Eventually, Williams worked his way out of poverty. He got a job supervising juvenile delinquents at the Palm Beach Halfway House in Lantana, where his boss was full of praise. "He has the mind of a scholar, the heart of a social worker, and the voice of a coach/mentor," Grady Swindell wrote in a letter of recommendation for Williams.

As his son grew up, Williams became a loving father. "He molded me into the person he was," Roderick Johnson, now 21, says. "A hard worker, dedicated, a nice person... you know, caring, loving."

Williams took him on trips to places like North Carolina and Georgia to visit relatives, and whenever Johnson needed him, Williams was there. "He shows you love, support. That's just who he is."

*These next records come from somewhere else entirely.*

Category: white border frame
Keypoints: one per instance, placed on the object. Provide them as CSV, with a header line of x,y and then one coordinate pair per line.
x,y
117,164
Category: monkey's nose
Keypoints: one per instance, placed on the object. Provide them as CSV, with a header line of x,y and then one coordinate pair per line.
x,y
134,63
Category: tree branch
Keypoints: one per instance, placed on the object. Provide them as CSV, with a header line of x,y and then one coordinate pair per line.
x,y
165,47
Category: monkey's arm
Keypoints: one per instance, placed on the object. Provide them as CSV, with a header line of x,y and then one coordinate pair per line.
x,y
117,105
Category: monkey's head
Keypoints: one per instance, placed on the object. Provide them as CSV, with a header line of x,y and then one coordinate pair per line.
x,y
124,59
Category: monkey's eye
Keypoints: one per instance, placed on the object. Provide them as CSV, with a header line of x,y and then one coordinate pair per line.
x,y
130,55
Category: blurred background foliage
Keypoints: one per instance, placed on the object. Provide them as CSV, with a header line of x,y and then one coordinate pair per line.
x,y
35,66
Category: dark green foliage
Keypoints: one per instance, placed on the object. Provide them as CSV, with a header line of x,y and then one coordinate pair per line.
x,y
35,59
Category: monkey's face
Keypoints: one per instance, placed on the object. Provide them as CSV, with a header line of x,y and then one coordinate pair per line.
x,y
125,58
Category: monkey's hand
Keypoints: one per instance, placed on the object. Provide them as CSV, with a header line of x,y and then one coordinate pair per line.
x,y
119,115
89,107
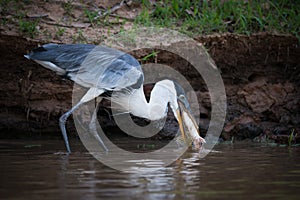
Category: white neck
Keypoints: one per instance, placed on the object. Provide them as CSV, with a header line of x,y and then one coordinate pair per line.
x,y
162,94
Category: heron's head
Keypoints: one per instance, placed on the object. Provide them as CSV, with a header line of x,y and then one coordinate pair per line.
x,y
181,108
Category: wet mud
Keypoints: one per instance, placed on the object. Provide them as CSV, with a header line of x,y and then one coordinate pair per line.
x,y
261,74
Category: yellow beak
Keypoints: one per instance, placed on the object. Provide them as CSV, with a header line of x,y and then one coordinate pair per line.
x,y
180,122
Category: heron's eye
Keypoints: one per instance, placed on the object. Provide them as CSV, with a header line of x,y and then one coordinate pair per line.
x,y
182,97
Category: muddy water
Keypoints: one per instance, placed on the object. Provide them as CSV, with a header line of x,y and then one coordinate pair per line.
x,y
40,170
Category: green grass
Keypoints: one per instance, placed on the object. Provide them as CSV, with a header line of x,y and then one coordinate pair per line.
x,y
216,16
28,27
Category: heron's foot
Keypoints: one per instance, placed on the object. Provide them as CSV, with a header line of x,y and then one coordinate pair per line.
x,y
62,125
198,142
93,130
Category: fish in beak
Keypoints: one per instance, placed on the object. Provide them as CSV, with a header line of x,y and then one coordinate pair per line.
x,y
187,124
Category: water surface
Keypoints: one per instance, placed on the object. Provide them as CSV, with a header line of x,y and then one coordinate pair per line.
x,y
41,170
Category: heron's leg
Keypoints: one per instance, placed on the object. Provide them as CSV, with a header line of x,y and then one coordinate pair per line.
x,y
91,94
93,124
62,124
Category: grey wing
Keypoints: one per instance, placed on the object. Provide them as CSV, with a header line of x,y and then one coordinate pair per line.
x,y
91,65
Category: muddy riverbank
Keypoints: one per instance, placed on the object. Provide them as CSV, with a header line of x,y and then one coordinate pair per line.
x,y
261,75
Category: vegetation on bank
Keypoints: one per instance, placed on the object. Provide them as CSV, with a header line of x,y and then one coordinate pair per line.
x,y
192,17
218,16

While counseling kids and defusing their fights, Williams earned a bachelor's degree in social work from Florida Atlantic University. He then applied to substitute-teach in Palm Beach County schools and began working in crisis intervention, supervising kids with behavioral problems at Roosevelt Full Service Center in West Palm. In a county where, according to a recent independent study, fewer than a quarter of black men graduate high school, he was a gift: a role model who liked working with hard-to-reach kids. Principals were eager to hire him.

In 2003, Roosevelt Principal Cynthia Smith requested a waiver to hire Williams as a middle-school special ed teacher even though he didn't yet have the required teaching certificate. "Mr. Williams has been very successful in his first year of teaching here," Smith wrote. She praised his "knowledge of our students, and his demonstrated ability to work effectively with at-risk students."

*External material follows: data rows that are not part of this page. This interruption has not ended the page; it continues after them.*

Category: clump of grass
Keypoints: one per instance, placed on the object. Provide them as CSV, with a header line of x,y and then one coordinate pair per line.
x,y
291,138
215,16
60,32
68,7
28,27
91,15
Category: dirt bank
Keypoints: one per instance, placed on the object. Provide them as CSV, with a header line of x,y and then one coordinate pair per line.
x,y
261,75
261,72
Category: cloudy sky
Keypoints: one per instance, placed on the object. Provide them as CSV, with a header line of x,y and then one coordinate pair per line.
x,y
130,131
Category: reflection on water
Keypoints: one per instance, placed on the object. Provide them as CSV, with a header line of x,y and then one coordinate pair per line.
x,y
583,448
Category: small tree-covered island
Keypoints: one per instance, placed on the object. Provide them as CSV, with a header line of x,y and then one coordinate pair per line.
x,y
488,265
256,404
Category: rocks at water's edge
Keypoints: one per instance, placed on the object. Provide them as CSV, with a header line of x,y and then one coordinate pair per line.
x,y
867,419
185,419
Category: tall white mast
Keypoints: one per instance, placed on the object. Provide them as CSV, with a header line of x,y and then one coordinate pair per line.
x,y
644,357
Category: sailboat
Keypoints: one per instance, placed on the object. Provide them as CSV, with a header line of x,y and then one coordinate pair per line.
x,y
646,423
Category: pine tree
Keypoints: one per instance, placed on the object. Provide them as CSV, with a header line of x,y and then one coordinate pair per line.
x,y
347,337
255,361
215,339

Two years later, Williams earned the certificate he needed. But by then, his teaching career was marred by a disturbing footnote.

In May 2005, he was teaching at Palm Beach Lakes High when a male senior at the school accused Williams of coming on to him.

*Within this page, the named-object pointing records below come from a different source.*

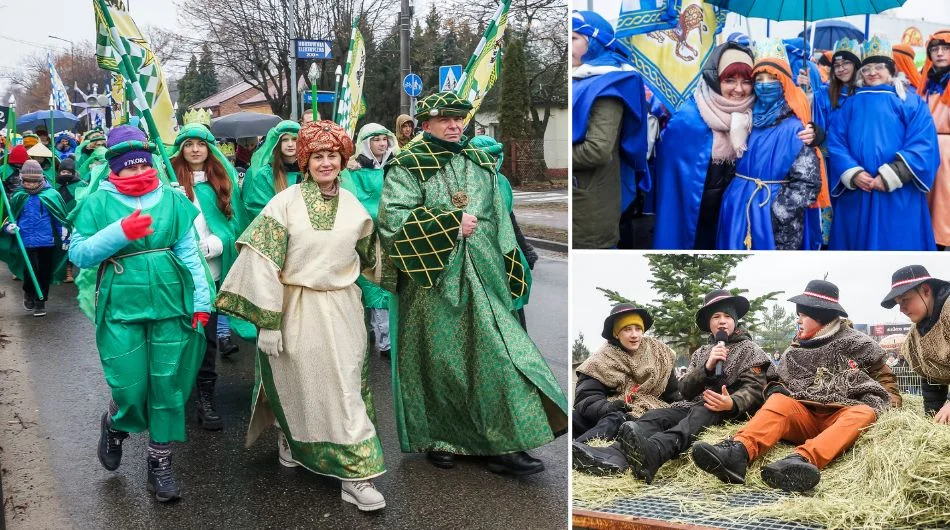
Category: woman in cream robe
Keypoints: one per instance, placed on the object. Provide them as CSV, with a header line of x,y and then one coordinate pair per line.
x,y
295,280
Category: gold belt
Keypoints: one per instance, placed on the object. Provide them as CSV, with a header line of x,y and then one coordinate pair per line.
x,y
759,184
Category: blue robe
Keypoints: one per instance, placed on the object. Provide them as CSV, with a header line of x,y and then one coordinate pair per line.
x,y
682,159
874,127
772,150
628,88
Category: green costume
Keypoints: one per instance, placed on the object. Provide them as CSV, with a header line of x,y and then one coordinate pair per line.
x,y
10,251
143,312
467,379
258,186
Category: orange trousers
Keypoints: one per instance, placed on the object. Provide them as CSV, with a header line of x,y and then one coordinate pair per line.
x,y
824,432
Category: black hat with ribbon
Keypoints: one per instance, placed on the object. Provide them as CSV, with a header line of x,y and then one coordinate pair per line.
x,y
907,278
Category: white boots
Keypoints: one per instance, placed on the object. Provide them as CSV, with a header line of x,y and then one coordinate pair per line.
x,y
363,494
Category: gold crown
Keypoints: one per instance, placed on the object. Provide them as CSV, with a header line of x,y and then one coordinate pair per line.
x,y
201,116
227,149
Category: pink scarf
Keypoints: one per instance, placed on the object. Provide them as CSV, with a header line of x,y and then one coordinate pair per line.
x,y
730,121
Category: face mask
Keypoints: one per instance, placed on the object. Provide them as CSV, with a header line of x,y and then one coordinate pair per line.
x,y
768,92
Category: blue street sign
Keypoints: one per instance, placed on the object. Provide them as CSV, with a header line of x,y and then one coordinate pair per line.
x,y
322,97
449,77
313,49
412,84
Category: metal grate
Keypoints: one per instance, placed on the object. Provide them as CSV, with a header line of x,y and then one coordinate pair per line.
x,y
671,511
907,379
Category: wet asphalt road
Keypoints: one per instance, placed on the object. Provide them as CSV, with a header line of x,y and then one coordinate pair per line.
x,y
228,486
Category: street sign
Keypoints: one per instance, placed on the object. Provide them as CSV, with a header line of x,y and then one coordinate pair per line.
x,y
322,97
313,49
412,84
449,77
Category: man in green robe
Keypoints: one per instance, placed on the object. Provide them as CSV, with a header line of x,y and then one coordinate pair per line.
x,y
467,378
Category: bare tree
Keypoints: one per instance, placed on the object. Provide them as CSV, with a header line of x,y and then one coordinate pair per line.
x,y
251,38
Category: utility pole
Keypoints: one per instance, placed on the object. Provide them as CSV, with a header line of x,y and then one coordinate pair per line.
x,y
291,19
405,26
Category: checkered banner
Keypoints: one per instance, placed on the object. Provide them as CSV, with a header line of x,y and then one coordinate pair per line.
x,y
151,78
484,68
351,107
60,96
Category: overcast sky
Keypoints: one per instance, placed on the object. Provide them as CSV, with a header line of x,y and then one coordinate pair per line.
x,y
863,279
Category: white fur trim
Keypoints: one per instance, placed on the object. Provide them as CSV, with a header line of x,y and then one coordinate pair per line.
x,y
890,177
917,182
849,175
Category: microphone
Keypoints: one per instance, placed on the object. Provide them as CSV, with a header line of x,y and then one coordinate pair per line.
x,y
721,337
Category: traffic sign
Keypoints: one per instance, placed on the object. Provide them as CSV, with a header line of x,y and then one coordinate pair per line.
x,y
449,77
313,49
322,97
412,84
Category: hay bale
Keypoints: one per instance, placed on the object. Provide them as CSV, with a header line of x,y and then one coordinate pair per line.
x,y
897,474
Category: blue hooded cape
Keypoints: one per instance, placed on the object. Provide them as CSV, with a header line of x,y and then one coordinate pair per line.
x,y
873,128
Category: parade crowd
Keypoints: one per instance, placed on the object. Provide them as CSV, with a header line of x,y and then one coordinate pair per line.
x,y
319,249
829,385
849,151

The student told a school detective that he and Williams had exchanged cell phone numbers and that Williams would sometimes call at night to talk about his personal life. Williams bragged about how many women he was involved with and called himself a "pimp daddy." One day, according to the police report, Williams told the student he wanted to give him $100 for getting good grades. Williams picked up the student at his house and took him to his apartment, saying he needed to finish cleaning the place. Once they arrived, the student sat down on a couch. Williams told him, "If you don't move, I'm going to lie on you."

The student moved to another couch. But Williams grabbed him in a headlock and began blowing in his ear. "You talk a lot of noise," Williams purred. Uncomfortable, the student announced he was ready to leave. Williams responded by showing his penis.

Upset and embarrassed, the student explained that he "didn't go that way." They finally left the apartment, and Williams drove to an ATM and retrieved the $100 he had promised. Before he drove the student home, Williams asked for a hug. "No," the student said.

A week later, Williams called the student to congratulate him for graduating from high school. "I owe you dinner as a gift," Williams texted the student.

Less than two weeks later, an adult called the school police department to say the student had confided in him about the incident. A detective interviewed the student, confirmed the text message, and launched an investigation. But it didn't go far.

In a meeting with school officials, Williams insisted he mentored many "needy" students and sometimes gave them lunch money. He gave this student money to help cover room and board for his first year of college, he said. Williams admitted that he briefly took the student to his apartment to grab his ATM card and gave him "advice about women." But he vehemently denied exposing himself.

In the end, the student declined to press charges. A school district investigative committee found the allegation of inappropriate sexual interaction unsubstantiated but suspended Williams for five days for acting unprofessionally and having an inappropriate relationship with a student. He was temporarily barred from subbing for the school district. But a year later, he was hired to teach special ed at L.C. Swain Middle School in Greenacres.